I want to prove the following theorem:
Let $(T_n)_{n\in\mathbb{N}}$ be a sequence of hypothesis testers $T_n:\Omega^n\to \{0,1\}$ between two probability distributions $p$ and $q$ over $\Omega$ (a finite set) such that the error of first kind is asymptotically optimal:
$$p^{\otimes n}(T_n(x_1, \ldots,x_n)=0)\underset{n\to\infty}{\longrightarrow}0$$
Then:
$$\underset{n\to\infty}{\liminf} -\frac{1}{n} \log(E(T_n))\le D(p\,||\,q)$$
where:
- $E(T_n)=q^{\otimes n}(T_n(x_1,\ldots,x_n)=1)$ is the error of second kind.
- $D(p\,||\,q)=\sum_{x\in \Omega} p(x) \log(p(x)/q(x))$ is the Kullback-Leibler divergence between $p$ and $q$.
Moreover, the inequality is tight.
I found related ressources online, but they seem way more sophisticated that what I need.
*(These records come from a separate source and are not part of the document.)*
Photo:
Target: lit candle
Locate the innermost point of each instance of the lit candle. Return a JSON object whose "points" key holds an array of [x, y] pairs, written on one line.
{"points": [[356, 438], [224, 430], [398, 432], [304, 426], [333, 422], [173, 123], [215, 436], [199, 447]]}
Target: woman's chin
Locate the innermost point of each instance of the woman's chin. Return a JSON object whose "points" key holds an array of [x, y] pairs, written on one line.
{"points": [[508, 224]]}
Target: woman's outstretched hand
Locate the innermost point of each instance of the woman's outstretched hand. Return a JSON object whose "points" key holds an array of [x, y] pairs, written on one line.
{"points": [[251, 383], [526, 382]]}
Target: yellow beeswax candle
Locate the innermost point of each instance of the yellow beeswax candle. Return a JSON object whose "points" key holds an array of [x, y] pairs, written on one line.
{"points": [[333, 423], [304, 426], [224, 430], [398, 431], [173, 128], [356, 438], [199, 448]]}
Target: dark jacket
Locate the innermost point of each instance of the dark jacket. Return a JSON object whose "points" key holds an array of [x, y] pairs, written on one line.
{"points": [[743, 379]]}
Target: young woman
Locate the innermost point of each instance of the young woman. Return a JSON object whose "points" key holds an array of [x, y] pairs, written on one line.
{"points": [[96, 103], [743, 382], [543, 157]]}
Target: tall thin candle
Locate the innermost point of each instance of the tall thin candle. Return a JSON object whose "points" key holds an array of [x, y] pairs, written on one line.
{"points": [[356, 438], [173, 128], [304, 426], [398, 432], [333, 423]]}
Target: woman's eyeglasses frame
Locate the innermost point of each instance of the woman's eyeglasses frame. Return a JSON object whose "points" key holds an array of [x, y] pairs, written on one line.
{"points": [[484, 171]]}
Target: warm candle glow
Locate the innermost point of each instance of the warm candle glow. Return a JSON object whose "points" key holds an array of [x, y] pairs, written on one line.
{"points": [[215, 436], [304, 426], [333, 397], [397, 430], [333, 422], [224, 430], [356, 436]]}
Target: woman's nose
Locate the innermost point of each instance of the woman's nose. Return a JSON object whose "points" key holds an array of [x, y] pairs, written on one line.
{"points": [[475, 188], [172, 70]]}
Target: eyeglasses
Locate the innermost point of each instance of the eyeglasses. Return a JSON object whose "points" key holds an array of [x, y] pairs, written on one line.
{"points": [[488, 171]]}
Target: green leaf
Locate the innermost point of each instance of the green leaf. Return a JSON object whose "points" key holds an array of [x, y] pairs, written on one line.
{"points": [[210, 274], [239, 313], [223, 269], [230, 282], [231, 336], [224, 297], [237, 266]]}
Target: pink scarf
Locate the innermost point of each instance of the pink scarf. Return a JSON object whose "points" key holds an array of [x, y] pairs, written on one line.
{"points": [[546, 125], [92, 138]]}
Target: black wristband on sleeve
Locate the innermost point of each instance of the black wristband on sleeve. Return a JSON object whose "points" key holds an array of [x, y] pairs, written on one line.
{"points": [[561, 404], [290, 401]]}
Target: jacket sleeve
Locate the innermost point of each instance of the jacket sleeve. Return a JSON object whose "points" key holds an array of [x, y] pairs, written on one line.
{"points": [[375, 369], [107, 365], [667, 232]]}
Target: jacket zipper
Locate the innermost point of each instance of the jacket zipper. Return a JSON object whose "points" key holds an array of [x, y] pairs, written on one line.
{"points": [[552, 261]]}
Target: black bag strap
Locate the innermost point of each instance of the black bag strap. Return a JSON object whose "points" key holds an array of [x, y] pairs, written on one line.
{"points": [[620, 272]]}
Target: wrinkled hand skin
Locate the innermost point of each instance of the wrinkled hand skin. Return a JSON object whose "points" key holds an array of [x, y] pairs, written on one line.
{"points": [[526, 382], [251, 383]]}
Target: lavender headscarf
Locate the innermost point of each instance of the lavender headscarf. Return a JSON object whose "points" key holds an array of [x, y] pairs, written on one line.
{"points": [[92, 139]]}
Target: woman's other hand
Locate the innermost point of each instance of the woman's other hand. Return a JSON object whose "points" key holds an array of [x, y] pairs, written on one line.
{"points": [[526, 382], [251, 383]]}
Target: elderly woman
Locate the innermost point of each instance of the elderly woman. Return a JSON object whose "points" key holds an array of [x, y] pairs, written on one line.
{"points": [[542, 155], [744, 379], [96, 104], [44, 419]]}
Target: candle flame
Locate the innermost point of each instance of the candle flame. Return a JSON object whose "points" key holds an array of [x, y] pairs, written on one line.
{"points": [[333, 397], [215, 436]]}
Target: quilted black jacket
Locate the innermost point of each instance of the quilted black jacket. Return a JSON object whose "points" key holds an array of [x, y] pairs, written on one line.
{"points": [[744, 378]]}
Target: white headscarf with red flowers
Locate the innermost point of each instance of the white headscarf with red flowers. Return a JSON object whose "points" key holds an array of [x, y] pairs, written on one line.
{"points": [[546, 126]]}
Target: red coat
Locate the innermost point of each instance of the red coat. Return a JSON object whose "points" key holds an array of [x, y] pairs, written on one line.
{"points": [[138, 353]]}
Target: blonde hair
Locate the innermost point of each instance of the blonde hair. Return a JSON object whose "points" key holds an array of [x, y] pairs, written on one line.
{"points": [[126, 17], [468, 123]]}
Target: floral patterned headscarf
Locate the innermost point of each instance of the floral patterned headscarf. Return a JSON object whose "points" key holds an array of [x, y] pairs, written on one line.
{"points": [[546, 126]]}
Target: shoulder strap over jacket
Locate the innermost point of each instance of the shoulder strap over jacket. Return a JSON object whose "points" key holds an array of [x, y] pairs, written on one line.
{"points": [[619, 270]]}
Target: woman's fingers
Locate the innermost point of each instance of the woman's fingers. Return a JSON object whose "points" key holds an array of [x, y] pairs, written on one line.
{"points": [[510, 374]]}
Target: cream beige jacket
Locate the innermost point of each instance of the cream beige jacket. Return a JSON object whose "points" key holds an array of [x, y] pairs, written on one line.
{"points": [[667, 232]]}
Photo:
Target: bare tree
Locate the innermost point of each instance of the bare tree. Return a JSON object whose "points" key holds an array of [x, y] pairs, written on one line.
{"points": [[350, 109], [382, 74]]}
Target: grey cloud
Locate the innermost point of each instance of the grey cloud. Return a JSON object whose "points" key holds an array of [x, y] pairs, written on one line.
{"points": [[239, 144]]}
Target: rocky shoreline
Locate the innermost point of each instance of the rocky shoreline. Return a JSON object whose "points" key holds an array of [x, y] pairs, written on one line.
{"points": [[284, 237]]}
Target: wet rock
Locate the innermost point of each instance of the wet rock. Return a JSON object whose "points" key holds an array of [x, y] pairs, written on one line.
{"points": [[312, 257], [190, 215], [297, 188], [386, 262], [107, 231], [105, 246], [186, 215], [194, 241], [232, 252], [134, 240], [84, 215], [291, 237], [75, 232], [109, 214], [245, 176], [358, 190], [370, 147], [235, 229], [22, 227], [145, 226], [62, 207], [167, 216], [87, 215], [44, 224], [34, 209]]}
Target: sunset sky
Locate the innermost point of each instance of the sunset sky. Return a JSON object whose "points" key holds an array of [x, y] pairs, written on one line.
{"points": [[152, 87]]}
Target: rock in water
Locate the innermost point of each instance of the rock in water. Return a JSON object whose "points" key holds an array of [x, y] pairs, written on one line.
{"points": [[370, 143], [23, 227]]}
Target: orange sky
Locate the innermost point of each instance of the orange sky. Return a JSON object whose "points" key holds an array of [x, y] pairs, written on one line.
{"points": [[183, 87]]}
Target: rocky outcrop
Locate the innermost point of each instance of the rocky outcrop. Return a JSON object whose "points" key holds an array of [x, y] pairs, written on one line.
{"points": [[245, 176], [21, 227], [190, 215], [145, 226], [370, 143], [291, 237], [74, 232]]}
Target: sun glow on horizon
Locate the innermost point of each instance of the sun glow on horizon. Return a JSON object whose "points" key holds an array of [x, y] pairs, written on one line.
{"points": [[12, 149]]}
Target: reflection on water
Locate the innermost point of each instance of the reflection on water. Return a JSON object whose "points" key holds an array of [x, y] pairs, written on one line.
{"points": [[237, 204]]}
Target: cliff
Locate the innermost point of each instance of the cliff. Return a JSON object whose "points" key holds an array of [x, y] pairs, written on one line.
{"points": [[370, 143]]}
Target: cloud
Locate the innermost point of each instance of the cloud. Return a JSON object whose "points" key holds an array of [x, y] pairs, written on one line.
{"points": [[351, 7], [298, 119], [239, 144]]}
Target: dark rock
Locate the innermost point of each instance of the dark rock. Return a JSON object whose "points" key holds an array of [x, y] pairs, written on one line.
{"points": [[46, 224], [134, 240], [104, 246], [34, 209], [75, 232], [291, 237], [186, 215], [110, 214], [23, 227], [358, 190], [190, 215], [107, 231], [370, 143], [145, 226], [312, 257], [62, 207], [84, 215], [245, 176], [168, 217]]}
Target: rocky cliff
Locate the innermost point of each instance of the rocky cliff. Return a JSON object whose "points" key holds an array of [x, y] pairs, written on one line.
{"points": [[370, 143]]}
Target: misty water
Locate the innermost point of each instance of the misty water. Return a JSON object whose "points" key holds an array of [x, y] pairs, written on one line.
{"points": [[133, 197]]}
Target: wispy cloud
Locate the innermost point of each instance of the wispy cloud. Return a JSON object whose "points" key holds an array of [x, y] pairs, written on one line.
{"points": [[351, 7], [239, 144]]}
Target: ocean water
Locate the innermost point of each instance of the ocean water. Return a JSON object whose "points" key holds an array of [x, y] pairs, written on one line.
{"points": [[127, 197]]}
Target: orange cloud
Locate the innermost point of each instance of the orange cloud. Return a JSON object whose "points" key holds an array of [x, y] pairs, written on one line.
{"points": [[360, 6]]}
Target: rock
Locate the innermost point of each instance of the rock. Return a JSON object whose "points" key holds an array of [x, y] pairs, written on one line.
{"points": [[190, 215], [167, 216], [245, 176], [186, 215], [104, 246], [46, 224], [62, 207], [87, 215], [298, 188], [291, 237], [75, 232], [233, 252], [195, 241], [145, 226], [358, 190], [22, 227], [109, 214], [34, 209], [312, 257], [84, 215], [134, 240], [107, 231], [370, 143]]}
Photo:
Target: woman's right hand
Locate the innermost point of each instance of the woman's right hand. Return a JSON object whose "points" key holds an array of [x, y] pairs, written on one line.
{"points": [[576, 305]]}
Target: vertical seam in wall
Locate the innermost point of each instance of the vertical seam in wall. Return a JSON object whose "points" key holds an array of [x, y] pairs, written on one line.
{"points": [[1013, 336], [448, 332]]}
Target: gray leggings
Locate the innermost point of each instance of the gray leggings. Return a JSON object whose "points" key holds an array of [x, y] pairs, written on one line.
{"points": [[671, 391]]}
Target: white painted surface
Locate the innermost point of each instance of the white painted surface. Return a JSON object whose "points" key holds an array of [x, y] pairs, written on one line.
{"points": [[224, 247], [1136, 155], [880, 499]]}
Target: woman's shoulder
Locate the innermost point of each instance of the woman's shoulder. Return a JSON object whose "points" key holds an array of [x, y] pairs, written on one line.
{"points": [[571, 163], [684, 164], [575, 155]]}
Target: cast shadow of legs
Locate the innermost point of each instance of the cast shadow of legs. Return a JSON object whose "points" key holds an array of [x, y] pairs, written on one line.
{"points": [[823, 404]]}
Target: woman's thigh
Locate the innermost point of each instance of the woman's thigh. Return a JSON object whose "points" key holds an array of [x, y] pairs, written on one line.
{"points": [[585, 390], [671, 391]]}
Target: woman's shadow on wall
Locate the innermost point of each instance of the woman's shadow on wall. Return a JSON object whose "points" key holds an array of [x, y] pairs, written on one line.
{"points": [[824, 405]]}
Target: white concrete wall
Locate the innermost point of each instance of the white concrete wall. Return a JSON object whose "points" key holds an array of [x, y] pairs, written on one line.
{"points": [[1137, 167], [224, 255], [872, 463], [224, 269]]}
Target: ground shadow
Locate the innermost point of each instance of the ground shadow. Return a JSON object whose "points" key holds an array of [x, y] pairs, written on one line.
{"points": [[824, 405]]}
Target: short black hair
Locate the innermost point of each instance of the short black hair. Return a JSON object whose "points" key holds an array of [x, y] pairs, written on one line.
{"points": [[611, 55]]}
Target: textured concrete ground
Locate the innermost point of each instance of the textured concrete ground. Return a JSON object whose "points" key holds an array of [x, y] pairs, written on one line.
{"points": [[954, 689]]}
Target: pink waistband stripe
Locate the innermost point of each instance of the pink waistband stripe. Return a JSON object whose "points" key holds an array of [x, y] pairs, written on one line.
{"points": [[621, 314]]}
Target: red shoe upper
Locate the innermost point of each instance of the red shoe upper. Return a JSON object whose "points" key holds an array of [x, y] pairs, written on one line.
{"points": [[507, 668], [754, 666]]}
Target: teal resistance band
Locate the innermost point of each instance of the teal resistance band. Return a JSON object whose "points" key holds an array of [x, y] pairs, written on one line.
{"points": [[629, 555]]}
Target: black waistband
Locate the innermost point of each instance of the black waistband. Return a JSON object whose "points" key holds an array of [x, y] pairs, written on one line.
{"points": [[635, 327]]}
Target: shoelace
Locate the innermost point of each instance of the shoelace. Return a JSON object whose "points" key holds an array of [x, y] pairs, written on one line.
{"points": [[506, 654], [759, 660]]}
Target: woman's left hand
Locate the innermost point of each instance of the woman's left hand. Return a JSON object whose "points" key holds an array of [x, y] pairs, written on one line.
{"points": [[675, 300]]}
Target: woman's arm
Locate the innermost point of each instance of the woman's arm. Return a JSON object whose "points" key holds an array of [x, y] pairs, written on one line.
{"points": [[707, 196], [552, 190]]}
I am looking for some (almost) self-contained proof. What I tried so far:
- Identify the tightness case: I guess a good candidate would be the maximal-likelihood test $T_n(x_1,\ldots,x_n)=1$ if $p^{\otimes n}(x_1,\ldots,x_n)>q^{\otimes n}(x_1,\ldots x_n)$ and 0 otherwise. But I am already unable to prove that it achieves equality in the theorem.
- Forget about the $\liminf$ and try to prove the (stronger) statement $\log E(T_n)\ge -D(p^{\otimes n}\,||\,q^{\otimes n})$
- Try to apply Neyman-Pearson lemma: I get some inequality, but not the one I want.
I would be grateful for any hint!